The Justice Policy Institute recently released a large study on the use of police officers in schools and the resulting arrest rates of students. The report discusses how reports of victimization and bullying have no correlation, positive or negative, with the presence of police officers in schools.

Further, schools with in-house police officers are funneling more kids into the juvenile justice system. A study of such schools found that five times as many students were arrested for disorderly conduct at those schools, even when controlling for economic factors.

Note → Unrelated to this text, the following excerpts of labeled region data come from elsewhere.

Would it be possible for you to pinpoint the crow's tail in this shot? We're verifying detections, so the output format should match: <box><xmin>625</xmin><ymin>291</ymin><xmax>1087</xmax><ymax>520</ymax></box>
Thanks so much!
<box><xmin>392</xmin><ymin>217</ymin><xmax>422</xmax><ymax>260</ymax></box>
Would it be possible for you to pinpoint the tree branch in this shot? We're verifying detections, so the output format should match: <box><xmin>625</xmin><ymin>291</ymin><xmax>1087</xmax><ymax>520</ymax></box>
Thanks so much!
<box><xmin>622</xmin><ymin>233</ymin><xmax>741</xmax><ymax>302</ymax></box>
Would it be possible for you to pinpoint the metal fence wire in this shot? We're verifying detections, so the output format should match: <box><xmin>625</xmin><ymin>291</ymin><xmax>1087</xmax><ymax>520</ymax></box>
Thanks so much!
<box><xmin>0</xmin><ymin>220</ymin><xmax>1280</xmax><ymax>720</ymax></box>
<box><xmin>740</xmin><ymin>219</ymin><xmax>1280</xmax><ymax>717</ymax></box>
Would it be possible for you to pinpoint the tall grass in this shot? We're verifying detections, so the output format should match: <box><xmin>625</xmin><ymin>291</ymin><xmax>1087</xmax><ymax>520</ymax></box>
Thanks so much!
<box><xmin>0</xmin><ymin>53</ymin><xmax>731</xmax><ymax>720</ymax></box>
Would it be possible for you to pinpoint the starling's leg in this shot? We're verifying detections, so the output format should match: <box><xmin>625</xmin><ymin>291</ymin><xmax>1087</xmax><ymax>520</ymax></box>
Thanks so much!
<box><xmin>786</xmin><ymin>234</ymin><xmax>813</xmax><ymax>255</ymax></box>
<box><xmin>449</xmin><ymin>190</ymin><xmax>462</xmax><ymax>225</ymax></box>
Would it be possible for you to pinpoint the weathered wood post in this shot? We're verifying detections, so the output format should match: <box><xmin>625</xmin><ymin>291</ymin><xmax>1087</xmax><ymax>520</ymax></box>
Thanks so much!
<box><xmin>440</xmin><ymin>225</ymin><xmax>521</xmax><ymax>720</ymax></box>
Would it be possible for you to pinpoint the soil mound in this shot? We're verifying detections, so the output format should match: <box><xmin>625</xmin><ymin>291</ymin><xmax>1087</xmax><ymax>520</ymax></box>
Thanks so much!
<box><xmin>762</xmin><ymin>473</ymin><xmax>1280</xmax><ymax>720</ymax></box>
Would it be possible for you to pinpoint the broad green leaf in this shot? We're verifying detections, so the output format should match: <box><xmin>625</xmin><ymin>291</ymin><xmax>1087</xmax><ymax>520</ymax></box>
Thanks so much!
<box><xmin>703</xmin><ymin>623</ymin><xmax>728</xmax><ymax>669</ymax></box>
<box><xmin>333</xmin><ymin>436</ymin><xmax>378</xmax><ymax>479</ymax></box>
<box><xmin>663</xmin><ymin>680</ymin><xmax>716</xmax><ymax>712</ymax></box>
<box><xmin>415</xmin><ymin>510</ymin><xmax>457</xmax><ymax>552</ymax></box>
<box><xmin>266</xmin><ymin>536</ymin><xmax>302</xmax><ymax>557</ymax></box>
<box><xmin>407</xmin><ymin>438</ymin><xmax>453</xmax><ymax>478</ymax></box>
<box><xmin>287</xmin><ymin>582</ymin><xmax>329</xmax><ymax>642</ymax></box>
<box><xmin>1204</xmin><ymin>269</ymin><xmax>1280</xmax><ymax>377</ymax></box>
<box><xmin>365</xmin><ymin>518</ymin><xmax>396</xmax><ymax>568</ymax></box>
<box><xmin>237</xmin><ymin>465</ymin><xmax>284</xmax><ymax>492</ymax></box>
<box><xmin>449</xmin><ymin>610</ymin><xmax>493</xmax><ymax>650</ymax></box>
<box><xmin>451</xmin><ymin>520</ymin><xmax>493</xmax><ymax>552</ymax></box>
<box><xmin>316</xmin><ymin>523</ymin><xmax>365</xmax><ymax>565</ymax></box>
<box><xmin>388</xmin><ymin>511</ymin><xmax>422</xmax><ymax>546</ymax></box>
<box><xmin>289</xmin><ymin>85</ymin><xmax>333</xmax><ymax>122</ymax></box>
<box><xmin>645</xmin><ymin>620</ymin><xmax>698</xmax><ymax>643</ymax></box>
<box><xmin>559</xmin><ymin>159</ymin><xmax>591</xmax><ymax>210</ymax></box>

More evaluation is needed of circumstances in each school and district so that policymakers can determine the extent to which police are actually necessary. While some law enforcement presence might be needed in certain locations at certain times, that presence should be clearly related to a function that cannot be better performed by other types of personnel. For example, ticketing a student for chewing gum, as has happened in Texas, is an example of minor misbehavior that would have been handled better through other means — and by educational personnel. Securing a campus from outside threats, on the other hand, falls well within the role that law enforcement is uniquely qualified to fill.

Arresting kids for minor misbehavior that would more appropriately be addressed by school and parental discipline imposes a high cost on the juvenile justice system, and states are taking notice.

Florida passed a law two years ago to restrict arrests to “serious safety threats” on school campuses, aiming to decrease the rate of juveniles arrested for misbehavior. In that state, schoolyard arrests reached an all-time high of 28,000 in the 2004-2005 school year. Lawmakers fear that the new law hasn’t had enough of an impact on these arrests, and they plan to consider civil citations, counseling, and mentoring options, or even more strict limits on arrests.

Massachusetts stakeholders will be releasing a report on this practice in the early part of next year, while a bipartisan legislative taskforce in Colorado plans to introduce a bill reinstating discretion at the local level and eliminating some mandatory expulsion policies.

Decreasing the number of kids arrested for non-criminal behavior is a step in the right direction for every state in the union, because the result is likely to be lower costs and more kids graduating from school to lead productive, law-abiding lives.